From the Department of Radiology, Brigham and Women's Hospital and Harvard Medical School, 399 Revolution Dr, Somerville, MA 02145 (A.F., D.K., V.K.T., C.C., R.K.); Institute for Systems Biology, Seattle, Wash (W.J.R.L., D.L.G.); General Dynamics Information Technology, Rockville, Md (D.P.); PixelMed Publishing, Bangor, Pa (D.A.C.); Isomics, Cambridge, Mass (S.D.P.); Departments of Radiology (C.B.) and Pathology (M.D.H.), Massachusetts General Hospital and Harvard Medical School, Boston, Mass; Fraunhofer MEVIS, Bremen, Germany (A.H., D.P.S.); Radical Imaging, Boston, Mass (R.L.); Artificial Intelligence in Medicine Program, Mass General Brigham, Harvard Medical School, Boston, Mass (H.J.W.L.A., D.B.); Radiology and Nuclear Medicine, CARIM & GROW, Maastricht University, Maastricht, the Netherlands (H.J.W.L.A., D.B.); Frederick National Laboratory for Cancer Research, Rockville, Md (T.P., U.W.); and National Cancer Institute, Bethesda, Md (K.F., E.K.).
Radiographics. 2023 Dec;43(12):e230180. doi: 10.1148/rg.230180.

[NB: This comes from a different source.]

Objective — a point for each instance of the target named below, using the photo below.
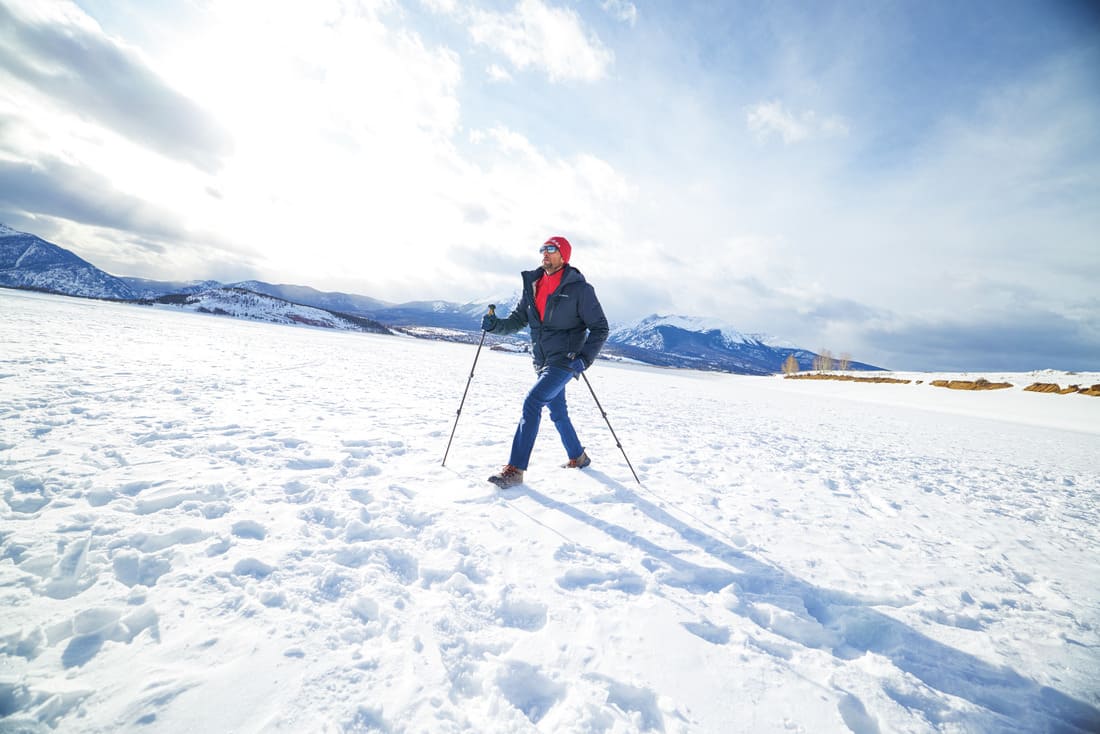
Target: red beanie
(563, 247)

The remarkable advances of artificial intelligence (AI) technology are revolutionizing established approaches to the acquisition, interpretation, and analysis of biomedical imaging data. Development, validation, and continuous refinement of AI tools requires easy access to large high-quality annotated datasets, which are both representative and diverse. The National Cancer Institute (NCI) Imaging Data Commons (IDC) hosts large and diverse publicly available cancer image data collections. By harmonizing all data based on industry standards and colocalizing it with analysis and exploration resources, the IDC aims to facilitate the development, validation, and clinical translation of AI tools and address the well-documented challenges of establishing reproducible and transparent AI processing pipelines. Balanced use of established commercial products with open-source solutions, interconnected by standard interfaces, provides value and performance, while preserving sufficient agility to address the evolving needs of the research community. Emphasis on the development of tools, use cases to demonstrate the utility of uniform data representation, and cloud-based analysis aim to ease adoption and help define best practices. Integration with other data in the broader NCI Cancer Research Data Commons infrastructure opens opportunities for multiomics studies incorporating imaging data to further empower the research community to accelerate breakthroughs in cancer detection, diagnosis, and treatment. Published under a CC BY 4.0 license.
人工智能 (AI) 技术的显著进步正在彻底改变生物医学成像数据的获取、解释和分析的既定方法。AI 工具的开发、验证和持续改进需要轻松访问大型高质量注释数据集,这些数据集既具有代表性又具有多样性。美国国家癌症研究所 (NCI) 成像数据共享 (IDC) 托管了大型且多样化的公开可用癌症图像数据集。通过基于行业标准对所有数据进行协调,并将其与分析和探索资源进行本地化,IDC 旨在促进 AI 工具的开发、验证和临床转化,并解决建立可重复和透明的 AI 处理管道的有据可查的挑战。通过标准接口互联的成熟商业产品与开源解决方案的平衡使用,提供了价值和性能,同时保持了足够的灵活性,可以满足研究社区不断发展的需求。强调开发工具、使用案例来展示统一数据表示的实用性以及基于云的分析,旨在促进采用并帮助定义最佳实践。与更广泛的 NCI 癌症研究数据共享基础架构中的其他数据的集成,为纳入成像数据的多组学研究开辟了机会,进一步增强了研究社区在癌症检测、诊断和治疗方面取得突破的能力。根据 CC BY 4.0 许可发布。